Snow Spike: Well some Magikoopas were trying to make a potion that would be able to give Koopas ice powers, but it didn’t affect Koopas at all. So they threw it all away out a window. And at that time some Spikes were walking by and all of them got covered in the potion. Overnight they all changed into Snow Spikes.

King Doopliss: Where do Snow Spikes live?

Snow Spike: Most of us live in Ice Land.

King Doopliss: Then why were you in a freezer?

Snow Spike: I said most of us. I like freezers so I decided to live in one.

King Doopliss: Why would anyone want to live in a freezer?

Snow Spike: I don’t tell you how to live your life, so don’t tell me how to live mine.

King Doopliss: Do Snow Spikes work for anyone?

Snow Spike: Yes, we work mostly for King Bowser. But some left his army to live a more peaceful life.

King Doopliss: Like you living in a freezer?

Snow Spike: Will you stop with me and the freezer?!

King Doopliss: Never! So do you plan on being in any future games?

Snow Spike: Maybe, I mean we were an annoying enemy.

King Doopliss: Are you an annoying enemy because you live in a freezer?

Snow Spike: NO!!!

King Doopliss: Are you sure?

Snow Spike: Yes. Now will you please ask another question?!

King Doopliss: Fine. Why did you guys wear snow gear?

Snow Spike: Just because we have snow powers doesn’t mean we love every part of the cold.

King Doopliss: What is your favorite part, living in a freezer and eating ice cream?

Snow Spike: HATE!!!

King Doopliss: I think that's the most popular word on all of Plit, because everyone says it.

Snow Spike: HATE!!!

(Cloaked Figure slaps him.)

Snow Spike: What was that for?!

Cloaked Figure: For living in a freezer.

Snow Spike: You shall all freeze when I get free from here.

King Doopliss: Why did you pick to live in Doopliss’ freezer anyways?

Snow Spike: If I tell you, will you leave me alone about the freezer?

King Doopliss: Maybe.

Snow Spike: He always has ice cream in his freezer and I love ice cream, so I decided to live in his freezer to eat his ice cream.

Cloaked Figure: What’s your favorite flavor of ice cream?

Snow Spike: Rocky Road.

Ludwig: Ok, I’ve been quiet long enough! I am sick of how I’m being treated! I quit!

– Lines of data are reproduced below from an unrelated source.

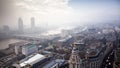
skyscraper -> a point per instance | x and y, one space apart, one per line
20 25
32 23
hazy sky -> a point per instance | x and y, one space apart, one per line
59 12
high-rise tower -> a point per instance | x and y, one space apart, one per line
75 60
20 25
32 23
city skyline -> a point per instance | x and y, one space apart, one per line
64 12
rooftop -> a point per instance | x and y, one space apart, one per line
32 60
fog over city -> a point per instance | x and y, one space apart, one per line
52 13
59 33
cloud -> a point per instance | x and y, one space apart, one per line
44 6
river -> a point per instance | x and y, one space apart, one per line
5 43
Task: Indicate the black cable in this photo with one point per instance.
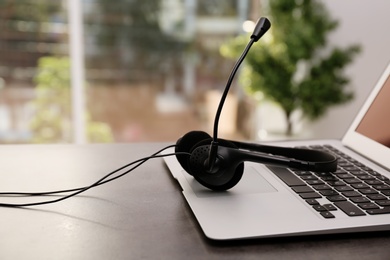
(83, 189)
(44, 193)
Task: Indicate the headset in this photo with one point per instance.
(217, 164)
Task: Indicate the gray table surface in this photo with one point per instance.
(142, 215)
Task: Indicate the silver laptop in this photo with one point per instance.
(356, 198)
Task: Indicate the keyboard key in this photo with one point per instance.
(376, 197)
(336, 198)
(321, 187)
(314, 182)
(368, 206)
(353, 181)
(373, 182)
(336, 183)
(312, 202)
(310, 195)
(368, 191)
(382, 187)
(329, 192)
(319, 208)
(351, 194)
(385, 210)
(329, 207)
(360, 186)
(286, 176)
(343, 188)
(359, 199)
(327, 214)
(383, 203)
(302, 189)
(349, 208)
(386, 192)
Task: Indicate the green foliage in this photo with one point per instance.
(52, 119)
(292, 65)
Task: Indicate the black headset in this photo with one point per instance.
(218, 164)
(231, 155)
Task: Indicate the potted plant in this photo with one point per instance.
(292, 65)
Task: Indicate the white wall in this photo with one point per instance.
(366, 22)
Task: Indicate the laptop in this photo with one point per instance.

King Doopliss: You can’t quit. You lost that bet to Lemmy and must work for me now 'til the end of time.

Cloaked Figure: Back to the closet for you.

Ludwig: No! Not the closet! Ahhhhhhhhhhhhhhhh!

(Cloaked Figure Shoves him in a closet.)

King Doopliss: Where was I?

Snow Spike: Letting me go?

King Doopliss: Oh yeah, I was torturing you about you living in a freezer.

Snow Spike: …

King Doopliss: Time for the audience to ask a question.

(He looks and sees there is no one there.)

King Doopliss: I really shouldn’t have flushed that Goomba down the toilet.

(On cue, the room floods with water. Snow Spike then freezes it. Unfortunately for him, they all get frozen in a huge block of Ice. Doopliss and Lemmy walk in and see the one room frozen.)

Doopliss: That’s the last time I leave them in my home alone.

Lemmy: Why did I ever hire him in the first place?

Ludwig (from the closet): NOW LET ME OUT OF HERE!

Voice from above: Don’t you mean “NOW GET OUT OF HERE!”?

Ludwig: No, I want out of this stupid closet!